Le mécano du vendredi , Fellag et Jacques Ferrandez, JC Lattès, 2010
Alger, 1988, Youcef, 38 ans, vit toujours chez ses parents. Viré de la télévision nationale algérienne, mais conservant son salaire, il passe ses journées à bichonner Zoubida , sa 4L chérie. Entre deux virées, il boit le coup avec les copains, drague, répare Zoubida , l'insulte lorsqu'elle ne veut pas démarrer, lui parle comme à une fille. Une fille, justement, il en croise une, un jour dont il tombe immédiatement amoureux. Il ne cesse dès lors de passer dans la rue de celle qu'il a surnommée "Elle" .
Fellag, plus connu pour être un homme du théâtre, un acteur écrit là une histoire très drôle qui se déroule avant les années terroristes très noires qu'a vécu l'Algérie. Il décrit son pays, ses habitants, encore insouciants qui pensent plus à draguer, à s'occuper de leur voiture qu'à faire la guerre. Les intégristes ne sont pas encore menaçants. L'Algérie commence son éveil : Youcef avec sa vieille 4L fait figure de "nanti" dans cette voiture, qui, à la même époque en France, serait à la décharge.

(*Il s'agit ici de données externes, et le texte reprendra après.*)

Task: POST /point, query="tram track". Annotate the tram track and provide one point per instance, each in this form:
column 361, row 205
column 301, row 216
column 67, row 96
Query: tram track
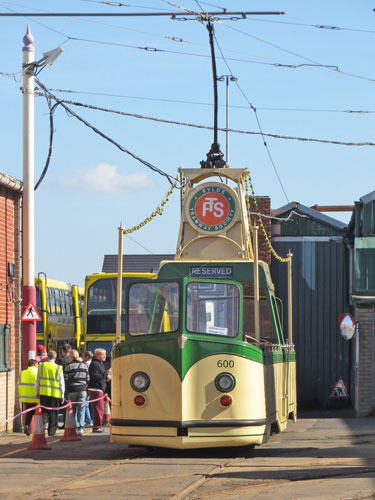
column 56, row 487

Youcef se balade, soliloque, s'invente des films dont Fellag nous fait la primeur. Dans ses déambulations, il se retrouve parfois au milieu de disputes d'automobilistes : "Le vacarme reprend le dessus un peu plus loin. Klaxons excédés, jurons et insultes grasses fusent de toutes parts, mêlées à des diatribes abracadabrantesques et des chicayas barbaresques sur le droit, la morale, l'éthique, le devoir et la politique. Les bouches tirent à la mitrailleuses des arguments aussi sensés qu'insensés. [...] Un mot tout simple, léger comme un duvet de chardonneret, émis quelques minutes auparavant, passé inaperçu, mais qui ne dormait que d'un œil, braise ardente sous la paille de la réconciliation, est, on ne sait par quel étrange alchimie, ranimé par le sirocco de la colère. Le petit morphème, transformé en vocable formé de quelques misérables syllabes, devient vite un gros syntagme qui rallume le feu de la fitna . Les braises de la discorde." (p.136)

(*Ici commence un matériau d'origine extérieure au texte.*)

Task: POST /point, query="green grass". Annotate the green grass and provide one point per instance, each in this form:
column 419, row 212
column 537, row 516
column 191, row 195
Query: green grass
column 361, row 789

Avec beaucoup d'humour et une belle plume habile et malicieuse, Fellag trace un portrait réaliste, sans concession -il aborde les questions du pouvoir, de la dictature, de la place des femmes et du rôle des hommes-, mais empli de tendresse, de son pays. On pourrait se croire, à quelques détails locaux près, dans une histoire de Marcel Pagnol : le surjeu des hommes et la surexploitation par eux de situations qui partout ailleurs seraient banales ; parfois, au détour d'une conversation, Fellag écrit même l'accent des Algériens parlant le français ; certes, ce n'est pas le même que celui de Pagnol, mais la référence est belle.
Ajoutez à tous ces compliments, les superbes illustrations de Jacques Ferrandez, connu notamment pour sa série de bande dessinée, Carnets d'Orient , chez Casterman, et vous avez entre vos mains un très beau livre : une très belle mise en page sur un papier de qualité, et oserais-je le dire, une odeur de livre neuf, de BD neuve, qui pour moi rajoute toujours un petit plus au plaisir de la lecture.
Encore quelques jours avant Noël -merci Anne Blondat, mon père Noël personnel !-, juste le temps de vous le procurer et de le glisser dans une paire de charentaises.